Model Selection Process
These notes are based on the video ML Zoomcamp 1.5 - Model Selection Process
Model selection is a crucial step in the machine learning workflow where we evaluate different models to determine which one performs best for our specific problem. This process follows the data preparation step, where we’ve already extracted features from our raw data.
During the model selection phase, we:
- Try different model types (logistic regression, decision trees, neural networks, etc.)
- Evaluate their performance systematically
- Select the best performing model for deployment
Simulating Real-World Performance
The Challenge of Evaluation
When deploying a model in production, it will encounter new data it hasn’t seen during training. For example:
- If we train a model in July using historical data
- And deploy it in August to classify new emails as spam or not spam
- We need to know how well it will perform on this unseen August data
The Holdout Method
To simulate this real-world scenario, we use the holdout method:
- Take our complete dataset
- Set aside a portion (e.g., 20%) and “hide” it
- Train our model only on the remaining data (e.g., 80%)
- Evaluate the model on the hidden portion
This hidden portion is called the validation dataset, and it helps us estimate how well our model will perform on new, unseen data.
Making and Evaluating Predictions
The Prediction Process
- From the training data, we extract:
- Feature matrix X
- Target variable y
- Train our model g using X and y
- From the validation data, we extract:
- Feature matrix X_validation
- Target variable y_validation (ground truth)
Apply our trained model g to X_validation to get predictions (y_hat)
- Compare predictions (y_hat) with actual values (y_validation)
Example: Spam Detection Evaluation
For a spam detection model that outputs probabilities:
- Predictions might be: 0.8, 0.7, 0.6, 0.1, 0.9, 0.6
- Actual values might be: 1, 0, 1, 0, 1, 0 (where 1=spam, 0=not spam)
- Using a threshold of 0.5, our predictions become: 1, 1, 1, 0, 1, 1
- Comparing with actual values: correct, incorrect, correct, correct, correct, incorrect
- Accuracy: 4 out of 6 = 66.7%
Comparing Multiple Models
We can repeat this process for different model types:
- Logistic Regression: 66% accuracy
- Decision Tree: 60% accuracy
- Random Forest: 67% accuracy
- Neural Network: 80% accuracy
Based on these results, we would select the Neural Network as our best model.

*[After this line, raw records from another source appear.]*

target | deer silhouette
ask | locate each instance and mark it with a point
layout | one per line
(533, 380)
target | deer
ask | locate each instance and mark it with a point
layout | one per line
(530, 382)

The Multiple Comparisons Problem
A Cautionary Example
Consider a scenario where we use random coin flips to “predict” spam:
- Euro coin: 20% accuracy
- Dollar coin: 40% accuracy
- Polish zloty: 20% accuracy
- Russian ruble: 20% accuracy
- Ukrainian hryvnia: 100% accuracy
The Ukrainian hryvnia appears to be perfect, but this is purely by chance. It just happened to produce the exact sequence that matched our validation data.
This illustrates the multiple comparisons problem: when evaluating many models against the same validation dataset, one model might appear superior just by random chance, not because it truly captures the underlying patterns.
The Train-Validation-Test Split
To guard against the multiple comparisons problem, we use a three-way data split:
- Training data (60%): Used to train models
- Validation data (20%): Used to compare different models
- Test data (20%): Used only once to evaluate the final selected model
The process works as follows:
- Split the dataset into three non-overlapping subsets
- Hide the test data completely until the final step
- Train models on the training data
- Evaluate and compare models on the validation data
- Select the best performing model
- Evaluate the selected model on the test data to get an unbiased estimate of its performance
In our example:
- Neural network achieved 80% accuracy on validation data
- When applied to the test data, it achieved 79% accuracy
- This confirms the model is genuinely performing well, not just getting lucky on the validation set
The Complete Model Selection Process
The model selection process can be summarized in six steps:
- Split the dataset into training, validation, and test sets
- Train different models on the training data
- Validate models using the validation dataset
- Repeat steps 2-3 for various model types
- Select the best performing model based on validation results
- Evaluate the best model on the test data for final performance assessment
Optimizing the Final Model
After selecting the best model type, we can improve its performance by:
- Combining the training and validation datasets (80% of original data)
- Training a new model of the selected type on this combined dataset
- Evaluating this final model on the test dataset
This approach allows us to use more data for the final model training while still maintaining an unbiased evaluation through the test set.